Toutefois, il ne fait aucuns doute comme le pense Monsieur Buhot de Kersers , qu’une partie de ce lieu de culte soit plus âgé et remonte au milieu du 11ème siècle.
L’édifice comprend une nef rectangulaire couverte d’une voûte en bois qui soutien le charpentage de la toiture de tuiles. Cette nef est prolongée par un choeur voûtée d’une travée de berceau plein cintre très surbaissé. Ce choeur est lui-même prolongé d’une abside semi circulaire percée de trois ouvertures à cintre roman. Toute la construction est renforcée par des contreforts extérieurs peu saillants.
Le plus remarquable dans l’aspect extérieur de cette architecture pro clunisienne, c’est la forme de son clocher qui rappelle plus une tour fortifiée surmontée de quatre clochetons en pierre, qu’un lieu qui abrite des cloches. La couverture conique de ce clocher était jadis faite de dalles de pierre que l’on a remplacées vers la seconde moitié du 19ème siècle par du ciment. Le coté Ouest de ce clocher conserve des trace d’un incendie que Monsieur Cartier de Saint René attribut aux huguenots.

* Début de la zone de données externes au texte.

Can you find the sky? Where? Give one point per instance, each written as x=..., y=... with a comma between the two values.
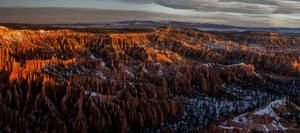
x=249, y=13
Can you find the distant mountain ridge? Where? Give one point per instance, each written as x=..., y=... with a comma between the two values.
x=199, y=26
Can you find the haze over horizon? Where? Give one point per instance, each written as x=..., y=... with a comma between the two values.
x=255, y=13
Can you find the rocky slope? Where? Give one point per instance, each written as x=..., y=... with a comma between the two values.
x=168, y=79
x=279, y=115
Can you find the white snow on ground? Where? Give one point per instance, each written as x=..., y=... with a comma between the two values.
x=199, y=109
x=268, y=110
x=276, y=125
x=131, y=74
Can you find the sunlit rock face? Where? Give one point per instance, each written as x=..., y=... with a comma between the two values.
x=165, y=79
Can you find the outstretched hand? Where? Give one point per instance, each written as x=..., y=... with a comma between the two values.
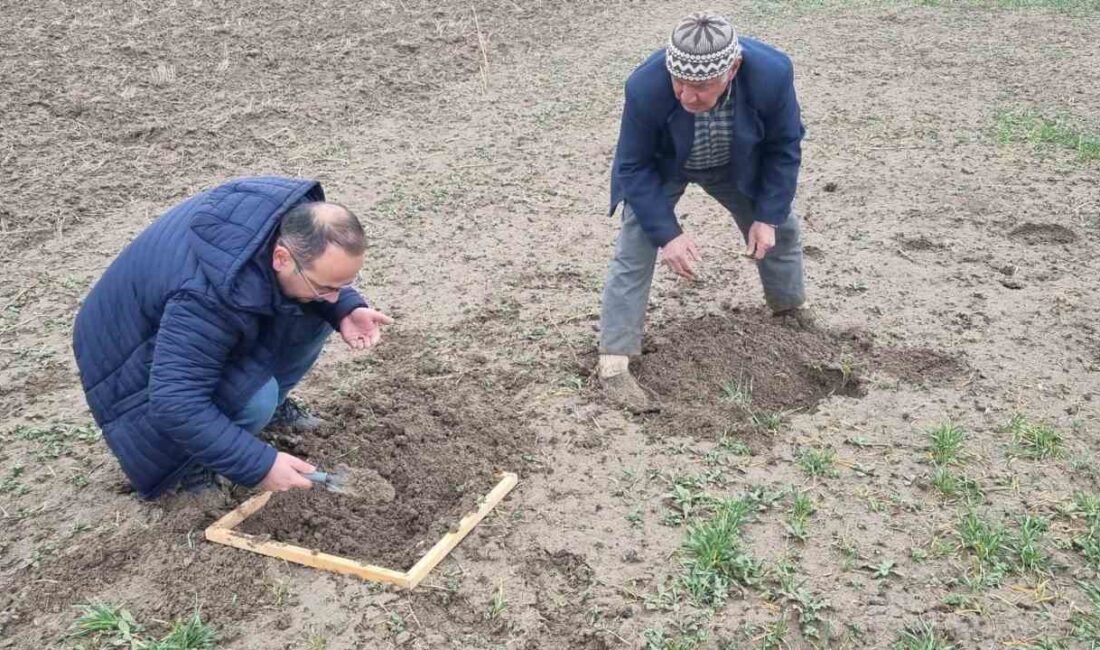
x=362, y=328
x=286, y=473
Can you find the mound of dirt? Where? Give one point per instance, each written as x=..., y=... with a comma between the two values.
x=432, y=444
x=738, y=371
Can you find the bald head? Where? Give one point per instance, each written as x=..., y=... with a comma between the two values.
x=308, y=229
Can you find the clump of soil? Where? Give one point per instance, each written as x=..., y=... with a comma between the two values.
x=367, y=485
x=716, y=374
x=425, y=448
x=155, y=548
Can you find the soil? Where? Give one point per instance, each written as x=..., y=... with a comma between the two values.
x=432, y=442
x=954, y=275
x=714, y=373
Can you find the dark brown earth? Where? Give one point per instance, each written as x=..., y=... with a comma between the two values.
x=437, y=439
x=474, y=141
x=714, y=374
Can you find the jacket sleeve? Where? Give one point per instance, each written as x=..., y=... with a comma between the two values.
x=333, y=312
x=637, y=173
x=193, y=345
x=781, y=155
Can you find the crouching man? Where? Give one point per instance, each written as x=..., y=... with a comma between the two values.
x=193, y=338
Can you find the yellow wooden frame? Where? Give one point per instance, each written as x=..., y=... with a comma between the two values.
x=222, y=532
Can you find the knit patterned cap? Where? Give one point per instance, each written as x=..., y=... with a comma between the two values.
x=702, y=46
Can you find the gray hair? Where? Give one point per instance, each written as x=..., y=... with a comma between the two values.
x=310, y=228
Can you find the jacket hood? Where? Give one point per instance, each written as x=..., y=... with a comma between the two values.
x=231, y=232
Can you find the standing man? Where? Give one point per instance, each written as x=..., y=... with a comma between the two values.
x=718, y=111
x=190, y=341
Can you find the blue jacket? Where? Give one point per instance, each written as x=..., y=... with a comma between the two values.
x=182, y=330
x=657, y=135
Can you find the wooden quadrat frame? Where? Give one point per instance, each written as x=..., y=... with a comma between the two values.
x=222, y=532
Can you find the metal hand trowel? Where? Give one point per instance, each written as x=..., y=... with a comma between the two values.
x=331, y=481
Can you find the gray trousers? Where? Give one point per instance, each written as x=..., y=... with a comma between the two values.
x=630, y=273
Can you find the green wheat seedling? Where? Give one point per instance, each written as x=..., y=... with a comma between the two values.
x=921, y=636
x=99, y=619
x=1033, y=440
x=714, y=557
x=497, y=604
x=188, y=635
x=988, y=542
x=1062, y=130
x=802, y=507
x=738, y=392
x=1026, y=544
x=817, y=462
x=946, y=445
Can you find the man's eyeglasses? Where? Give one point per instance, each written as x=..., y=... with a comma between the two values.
x=320, y=292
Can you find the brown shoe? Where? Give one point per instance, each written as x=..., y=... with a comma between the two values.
x=799, y=318
x=623, y=390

Intérieurement , l’église fut enduite d’une couche de plâtre sous laquelle, on a récemment découvert des fresques magnifiques représentant l’histoire d’Adam et Eve. Les représentations des personnages à la fois naïf et figuratif de pure facture préromane donne raison à Monsieur Buhot de Kersers lorsqu’il datait cette église du 11ème siècle. Devant ces peintures et après leur examen attentif, nous serions tenter de penser que nous sommes là, en présence des premières expressions picturales chrétiennes.

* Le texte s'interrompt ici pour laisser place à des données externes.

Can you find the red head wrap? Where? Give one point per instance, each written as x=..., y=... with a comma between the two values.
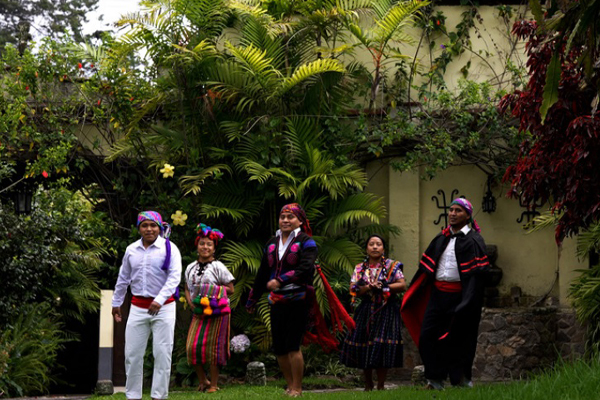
x=295, y=209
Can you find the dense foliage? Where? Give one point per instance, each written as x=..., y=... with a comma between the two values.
x=234, y=109
x=28, y=349
x=558, y=163
x=49, y=268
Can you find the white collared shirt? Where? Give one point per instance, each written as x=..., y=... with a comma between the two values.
x=283, y=246
x=447, y=270
x=141, y=269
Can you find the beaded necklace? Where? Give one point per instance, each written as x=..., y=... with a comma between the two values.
x=364, y=280
x=201, y=267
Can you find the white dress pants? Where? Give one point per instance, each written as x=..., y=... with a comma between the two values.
x=139, y=326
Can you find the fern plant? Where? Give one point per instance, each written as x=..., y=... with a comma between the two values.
x=242, y=115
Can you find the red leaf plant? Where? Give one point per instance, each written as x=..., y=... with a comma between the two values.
x=560, y=158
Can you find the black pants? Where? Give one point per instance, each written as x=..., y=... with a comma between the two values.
x=454, y=354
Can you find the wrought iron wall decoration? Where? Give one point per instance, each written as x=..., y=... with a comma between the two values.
x=489, y=201
x=444, y=206
x=530, y=211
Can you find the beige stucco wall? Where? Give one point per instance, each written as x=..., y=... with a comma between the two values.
x=528, y=260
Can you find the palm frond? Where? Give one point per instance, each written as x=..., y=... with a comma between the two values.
x=588, y=241
x=399, y=16
x=340, y=252
x=332, y=179
x=237, y=254
x=256, y=62
x=262, y=174
x=243, y=284
x=308, y=72
x=299, y=133
x=353, y=209
x=193, y=183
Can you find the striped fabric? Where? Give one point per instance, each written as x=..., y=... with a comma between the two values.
x=376, y=342
x=208, y=340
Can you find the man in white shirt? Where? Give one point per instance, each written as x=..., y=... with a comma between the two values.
x=442, y=307
x=152, y=268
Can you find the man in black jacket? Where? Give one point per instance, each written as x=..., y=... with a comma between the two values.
x=442, y=307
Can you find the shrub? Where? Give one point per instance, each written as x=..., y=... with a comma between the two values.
x=28, y=350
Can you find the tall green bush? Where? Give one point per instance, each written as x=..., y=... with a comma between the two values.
x=28, y=348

Enfin près du cœur, sur une pierre on voit gravé un écusson fascé accompagné de trois besants. Il indique certainement la sépulture de Jean Sebize de la Motte Turlin fermier général de la seigneurie de Mareuil, qui mourut le jour de la Saint Médard de l’an 1656. L’épouse de ce seigneur devait déjà reposer à cet emplacement, car dans son testament, ou il recommande à son fils aîné Philibert de prendre bien soin de ses frères et sœurs, il écrit « je désire être inhumé dans l’église de Primelles, à côté de feu ma femme ».